For instance, my children, just like everyone else, are unique individuals. My son prefers to choose outfits for me, nurture his baby dolls, and dress in pink, while my daughter enjoys playing in mud, stealing her brother’s unwanted toys, and dressing up as a superhero. I take extraordinary efforts to nurture my children’s self esteem, especially since both are defying gender norms and will need confidence to combat whatever negativity they attract. Even though I tell my children to be proud, as a writer I am constantly shaming myself: convincing myself I should be a different kind of writer, comparing my writing to others’, looking for ways to fix myself and my writing. Yet, if I were to take my own advice, I would write with that confidence that I attempt to instill in my children.
Another piece of advice I regularly offer to my children is to take a “time-out” when they are feeling completely overwhelmed. The other day, my daughter started missing her grandparents who live in Massachusetts. She started yelling at me for not having money to buy an airplane. This led her to crying about being too young to get a job to make her own money to buy herself an airplane. When I informed her that she would have to wait a few months before we had enough money for a visit, she became furious at the mere notion of time. At that point, I had to just let her cry. Although this type of tantrum is generally associated with her young age (and therefore can be soothed with lollipops and other bribery), the truth is, I have found myself in similar situations as a writer.

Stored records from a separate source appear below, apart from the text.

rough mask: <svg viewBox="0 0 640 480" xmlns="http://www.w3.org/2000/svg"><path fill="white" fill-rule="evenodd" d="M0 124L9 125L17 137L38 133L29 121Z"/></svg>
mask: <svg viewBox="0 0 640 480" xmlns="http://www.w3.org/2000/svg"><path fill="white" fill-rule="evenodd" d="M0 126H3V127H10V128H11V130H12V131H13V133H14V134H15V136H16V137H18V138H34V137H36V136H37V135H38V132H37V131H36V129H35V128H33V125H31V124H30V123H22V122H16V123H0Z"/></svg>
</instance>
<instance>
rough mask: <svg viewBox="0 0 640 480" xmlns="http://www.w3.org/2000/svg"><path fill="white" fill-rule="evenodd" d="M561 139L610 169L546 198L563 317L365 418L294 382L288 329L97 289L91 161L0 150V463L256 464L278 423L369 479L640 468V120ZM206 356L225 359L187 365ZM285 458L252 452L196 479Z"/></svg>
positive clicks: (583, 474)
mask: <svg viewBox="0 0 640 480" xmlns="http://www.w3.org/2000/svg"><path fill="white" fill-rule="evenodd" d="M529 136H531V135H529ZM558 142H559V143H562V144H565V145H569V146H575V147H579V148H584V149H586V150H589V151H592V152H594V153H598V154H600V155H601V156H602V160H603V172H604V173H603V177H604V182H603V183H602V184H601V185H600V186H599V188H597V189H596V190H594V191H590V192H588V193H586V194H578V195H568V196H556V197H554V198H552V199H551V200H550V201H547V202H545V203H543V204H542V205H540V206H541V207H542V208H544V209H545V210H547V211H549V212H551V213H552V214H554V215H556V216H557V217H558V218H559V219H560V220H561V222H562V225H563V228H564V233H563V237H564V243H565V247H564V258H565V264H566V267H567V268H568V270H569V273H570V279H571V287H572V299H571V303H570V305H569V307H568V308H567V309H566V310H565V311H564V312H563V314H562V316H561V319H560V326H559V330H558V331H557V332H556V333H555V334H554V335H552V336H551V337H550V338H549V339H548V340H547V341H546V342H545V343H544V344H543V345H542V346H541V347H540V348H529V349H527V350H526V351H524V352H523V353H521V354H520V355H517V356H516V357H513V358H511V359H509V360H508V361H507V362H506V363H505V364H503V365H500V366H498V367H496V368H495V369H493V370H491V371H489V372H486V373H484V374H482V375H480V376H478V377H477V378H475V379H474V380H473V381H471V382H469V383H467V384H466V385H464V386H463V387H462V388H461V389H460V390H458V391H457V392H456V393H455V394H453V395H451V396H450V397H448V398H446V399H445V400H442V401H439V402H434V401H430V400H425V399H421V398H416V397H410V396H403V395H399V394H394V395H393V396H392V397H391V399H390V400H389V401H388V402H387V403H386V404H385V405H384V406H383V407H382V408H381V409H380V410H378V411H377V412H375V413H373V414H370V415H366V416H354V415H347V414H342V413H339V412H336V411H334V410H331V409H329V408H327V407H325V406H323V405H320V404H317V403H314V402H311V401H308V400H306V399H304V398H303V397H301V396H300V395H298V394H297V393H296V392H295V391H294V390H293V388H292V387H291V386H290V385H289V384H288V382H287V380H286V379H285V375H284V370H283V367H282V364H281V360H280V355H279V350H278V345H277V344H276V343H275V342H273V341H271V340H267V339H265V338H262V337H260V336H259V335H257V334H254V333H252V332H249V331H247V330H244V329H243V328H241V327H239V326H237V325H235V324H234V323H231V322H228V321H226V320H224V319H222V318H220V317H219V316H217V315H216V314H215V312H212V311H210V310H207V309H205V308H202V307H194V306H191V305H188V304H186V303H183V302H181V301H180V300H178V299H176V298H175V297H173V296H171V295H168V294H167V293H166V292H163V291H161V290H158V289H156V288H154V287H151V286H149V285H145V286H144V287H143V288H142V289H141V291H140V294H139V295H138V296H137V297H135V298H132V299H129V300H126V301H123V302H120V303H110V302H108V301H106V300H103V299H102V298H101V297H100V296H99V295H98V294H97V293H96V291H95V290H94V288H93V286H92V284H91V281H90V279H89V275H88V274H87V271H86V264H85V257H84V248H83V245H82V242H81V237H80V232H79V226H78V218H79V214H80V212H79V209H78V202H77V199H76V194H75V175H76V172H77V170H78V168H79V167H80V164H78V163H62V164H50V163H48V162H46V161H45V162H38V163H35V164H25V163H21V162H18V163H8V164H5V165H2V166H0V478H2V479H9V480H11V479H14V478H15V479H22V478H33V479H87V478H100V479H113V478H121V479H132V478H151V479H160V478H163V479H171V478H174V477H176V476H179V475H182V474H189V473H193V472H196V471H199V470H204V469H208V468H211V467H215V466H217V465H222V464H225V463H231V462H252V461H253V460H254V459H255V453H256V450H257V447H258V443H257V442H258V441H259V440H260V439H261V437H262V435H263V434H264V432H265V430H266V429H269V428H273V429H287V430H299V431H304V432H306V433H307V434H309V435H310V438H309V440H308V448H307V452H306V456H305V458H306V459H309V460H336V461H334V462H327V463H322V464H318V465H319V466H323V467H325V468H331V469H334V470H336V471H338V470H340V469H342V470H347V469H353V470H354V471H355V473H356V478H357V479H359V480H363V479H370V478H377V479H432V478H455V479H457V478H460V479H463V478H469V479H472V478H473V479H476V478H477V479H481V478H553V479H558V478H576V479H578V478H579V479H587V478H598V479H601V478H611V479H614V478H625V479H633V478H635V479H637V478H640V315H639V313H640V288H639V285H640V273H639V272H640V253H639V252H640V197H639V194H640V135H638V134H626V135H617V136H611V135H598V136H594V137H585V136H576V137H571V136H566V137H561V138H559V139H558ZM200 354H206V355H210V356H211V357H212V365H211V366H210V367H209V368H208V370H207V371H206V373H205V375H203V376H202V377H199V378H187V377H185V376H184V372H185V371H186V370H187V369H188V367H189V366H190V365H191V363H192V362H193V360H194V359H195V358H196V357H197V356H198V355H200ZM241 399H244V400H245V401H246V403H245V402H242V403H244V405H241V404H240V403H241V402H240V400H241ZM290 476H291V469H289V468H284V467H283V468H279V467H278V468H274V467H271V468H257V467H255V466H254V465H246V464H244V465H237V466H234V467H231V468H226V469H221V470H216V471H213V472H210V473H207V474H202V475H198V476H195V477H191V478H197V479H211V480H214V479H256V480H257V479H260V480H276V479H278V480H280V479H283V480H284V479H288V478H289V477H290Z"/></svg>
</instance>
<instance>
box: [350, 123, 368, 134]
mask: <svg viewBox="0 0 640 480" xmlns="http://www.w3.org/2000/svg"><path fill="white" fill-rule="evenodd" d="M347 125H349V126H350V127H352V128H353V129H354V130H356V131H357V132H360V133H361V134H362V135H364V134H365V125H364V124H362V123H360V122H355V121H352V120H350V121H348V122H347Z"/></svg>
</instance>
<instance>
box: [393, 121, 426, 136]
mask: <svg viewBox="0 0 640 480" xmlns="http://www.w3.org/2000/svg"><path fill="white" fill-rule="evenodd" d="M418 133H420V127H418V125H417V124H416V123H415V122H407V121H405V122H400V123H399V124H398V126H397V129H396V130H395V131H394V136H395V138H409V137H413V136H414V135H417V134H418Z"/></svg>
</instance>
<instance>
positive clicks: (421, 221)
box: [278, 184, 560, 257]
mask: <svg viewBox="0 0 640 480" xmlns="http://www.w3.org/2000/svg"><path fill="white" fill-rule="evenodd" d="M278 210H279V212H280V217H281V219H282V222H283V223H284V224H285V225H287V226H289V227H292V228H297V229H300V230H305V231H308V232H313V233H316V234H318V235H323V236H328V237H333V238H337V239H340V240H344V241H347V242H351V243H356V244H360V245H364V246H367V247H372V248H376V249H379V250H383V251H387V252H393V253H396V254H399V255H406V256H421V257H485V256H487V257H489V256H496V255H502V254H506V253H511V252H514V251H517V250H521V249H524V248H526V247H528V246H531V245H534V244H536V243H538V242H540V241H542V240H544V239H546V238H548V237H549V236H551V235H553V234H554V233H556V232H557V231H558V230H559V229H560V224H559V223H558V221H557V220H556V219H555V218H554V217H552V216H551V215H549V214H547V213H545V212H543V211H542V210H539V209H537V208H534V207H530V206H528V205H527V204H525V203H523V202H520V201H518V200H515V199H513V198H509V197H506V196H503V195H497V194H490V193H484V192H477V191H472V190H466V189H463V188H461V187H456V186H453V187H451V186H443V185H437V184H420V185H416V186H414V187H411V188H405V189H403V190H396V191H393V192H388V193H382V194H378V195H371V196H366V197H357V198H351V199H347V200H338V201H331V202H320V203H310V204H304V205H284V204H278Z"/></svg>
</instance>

My writing process is to make an inordinate amount of revisions. I will begin by changing words that sound awkward, then changing sentence structure, eventually moving paragraphs so my writing flows in a more logical way. Then I will start analyzing the overall topic and purpose of my writing and realize nothing is making sense. Questioning whether I should even bother trying to write anything ever again, I tear up the paper into tiny bits and pieces, and just for dramatic effect, put it down the garbage disposal so no one will ever know how bad my writing truly is. I know I am not alone – as writers we often become so entrenched in our own work that we lose perspective. Like a child missing her family, we can be led down a dangerous path where everything seems more drastic than it is. Taking a time out to let our emotions subside, or have a lollipop (whichever works) can do wonders to prevent these frustrations from becoming paralyzing.
There are other pieces of motherly advice that I try to apply to my own life: always remember to use your manners (cite your sources); don’t curse in public (be aware of your audience); remember to share (talking about your writing with others provides valuable insight); and wash your hands and brush your teeth (no metaphor here, it’s just basic hygiene!).